Editorial

Safe footing on road to reinvention

AN UNAVOIDABLE downside of economic restructuring is job loss. The rise in the number of layoffs last year as compared to 2013 suggests creative destruction is proceeding apace. There is cause for concern as some 12,930 workers lost their jobs in 2014, the highest figure since the recession in 2009.

Increasingly, those affected are older, skilled workers from the ranks of professionals, managers, executives and technicians (PMETs). That is consistent with a changed Singapore workforce - one that is today better educated and older than in the economy's high-growth years.

For now, displaced workers enjoy relative ease of re-entry, with close to seven in 10 of those laid off last year landing new jobs by December. But PMETs and degree holders lagged behind the rest in securing replacement jobs. The gap could be due to greater competition for jobs or greater selectivity on these workers' part.

What bears watching are structural causes, including a possible mismatch between the skills displaced PMETs possess and those in demand by employers. Robot workers and their human counterparts in the developing world are also moving up the value chain, and posing a new threat to mid-skilled employees.

Amid such shifts in a rapidly changing world, even well-educated workers will have to pick their way with care to find viable paths of employment. During the industrial age, many nations, like Singapore, planned and matched education curriculum and intake to employers' stated needs which did not change dramatically as they do now. Then, large firms could provide workers with secure jobs and training over their entire career. For many, that era is fading away. Today, policymakers struggle to predict what jobs will look like and what skills will be in demand in just a decade's time.

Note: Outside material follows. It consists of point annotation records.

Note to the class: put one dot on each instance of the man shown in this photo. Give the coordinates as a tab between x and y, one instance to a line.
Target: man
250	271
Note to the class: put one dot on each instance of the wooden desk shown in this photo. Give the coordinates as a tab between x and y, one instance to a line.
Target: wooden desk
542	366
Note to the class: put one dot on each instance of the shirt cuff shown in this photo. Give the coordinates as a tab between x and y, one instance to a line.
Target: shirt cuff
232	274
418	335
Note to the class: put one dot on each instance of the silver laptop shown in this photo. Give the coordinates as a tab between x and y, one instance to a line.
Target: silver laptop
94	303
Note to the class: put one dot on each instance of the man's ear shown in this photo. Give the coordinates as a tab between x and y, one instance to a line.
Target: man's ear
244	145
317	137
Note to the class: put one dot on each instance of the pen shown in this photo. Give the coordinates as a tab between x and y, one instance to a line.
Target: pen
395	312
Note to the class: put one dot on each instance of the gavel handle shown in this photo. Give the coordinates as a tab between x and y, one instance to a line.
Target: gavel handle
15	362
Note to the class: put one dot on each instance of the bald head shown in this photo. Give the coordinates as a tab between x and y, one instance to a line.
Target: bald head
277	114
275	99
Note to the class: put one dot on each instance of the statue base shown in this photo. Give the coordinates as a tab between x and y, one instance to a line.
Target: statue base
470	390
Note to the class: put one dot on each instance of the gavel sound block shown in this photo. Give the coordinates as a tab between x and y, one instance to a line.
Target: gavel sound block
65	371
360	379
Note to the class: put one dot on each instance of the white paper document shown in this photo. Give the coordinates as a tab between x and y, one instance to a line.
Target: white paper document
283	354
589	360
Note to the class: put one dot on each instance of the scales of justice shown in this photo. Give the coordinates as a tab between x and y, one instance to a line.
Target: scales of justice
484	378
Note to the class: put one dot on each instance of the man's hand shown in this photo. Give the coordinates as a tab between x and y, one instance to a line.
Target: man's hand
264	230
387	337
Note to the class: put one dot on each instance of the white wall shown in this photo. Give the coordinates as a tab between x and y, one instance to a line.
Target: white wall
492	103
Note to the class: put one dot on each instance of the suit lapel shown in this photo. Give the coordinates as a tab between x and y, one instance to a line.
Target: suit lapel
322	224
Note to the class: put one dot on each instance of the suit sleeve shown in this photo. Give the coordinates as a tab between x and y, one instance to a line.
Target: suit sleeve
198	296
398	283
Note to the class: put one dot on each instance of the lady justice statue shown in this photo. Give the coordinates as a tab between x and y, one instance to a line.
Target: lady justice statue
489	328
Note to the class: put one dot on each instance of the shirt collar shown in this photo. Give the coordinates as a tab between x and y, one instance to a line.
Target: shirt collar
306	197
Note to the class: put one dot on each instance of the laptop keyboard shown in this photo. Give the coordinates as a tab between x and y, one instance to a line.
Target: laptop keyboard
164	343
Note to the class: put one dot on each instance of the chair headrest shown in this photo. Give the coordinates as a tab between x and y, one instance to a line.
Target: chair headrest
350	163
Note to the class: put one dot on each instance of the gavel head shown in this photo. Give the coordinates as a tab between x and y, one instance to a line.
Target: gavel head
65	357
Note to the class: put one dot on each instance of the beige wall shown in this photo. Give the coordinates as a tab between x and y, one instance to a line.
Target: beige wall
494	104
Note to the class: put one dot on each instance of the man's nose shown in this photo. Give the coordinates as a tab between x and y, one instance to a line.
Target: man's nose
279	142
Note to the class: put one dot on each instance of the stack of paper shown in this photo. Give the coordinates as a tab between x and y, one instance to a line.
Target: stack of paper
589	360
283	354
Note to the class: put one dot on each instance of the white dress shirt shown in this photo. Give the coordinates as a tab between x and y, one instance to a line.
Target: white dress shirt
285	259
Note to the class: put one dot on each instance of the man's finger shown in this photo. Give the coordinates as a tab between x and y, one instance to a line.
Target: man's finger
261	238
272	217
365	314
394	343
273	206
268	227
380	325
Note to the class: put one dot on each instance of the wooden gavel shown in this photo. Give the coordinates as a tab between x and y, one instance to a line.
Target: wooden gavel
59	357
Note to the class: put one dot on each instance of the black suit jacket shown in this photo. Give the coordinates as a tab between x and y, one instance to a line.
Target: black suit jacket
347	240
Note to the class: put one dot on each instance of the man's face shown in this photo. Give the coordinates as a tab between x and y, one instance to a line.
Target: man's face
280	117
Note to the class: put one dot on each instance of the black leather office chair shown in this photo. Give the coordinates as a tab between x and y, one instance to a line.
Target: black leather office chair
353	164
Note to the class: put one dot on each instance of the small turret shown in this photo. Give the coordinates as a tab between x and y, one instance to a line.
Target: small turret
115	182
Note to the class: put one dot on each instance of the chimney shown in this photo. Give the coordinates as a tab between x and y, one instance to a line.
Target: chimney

The onus will be on workers, especially PMETs, to take charge of their own learning and career paths. They must be prepared to update their skills regularly, and invest time and money to do so. Governments can help ease their burden through training subsidies and grants, such as the SkillsFuture Credit, which gives all Singaporeans aged 25 and up $500 to upgrade their skills. Employers can play their part by giving workers time off to do so.

As technology and market changes ripple across different sectors, jobs and joblessness will remain a top national concern. Unemployment, under-employment - especially among the tertiary educated - and re-employment of older workers, will pose fresh challenges to test tripartism and the ability of institutions to adequately meet the needs of the market, by training and re-training workers for multiple careers.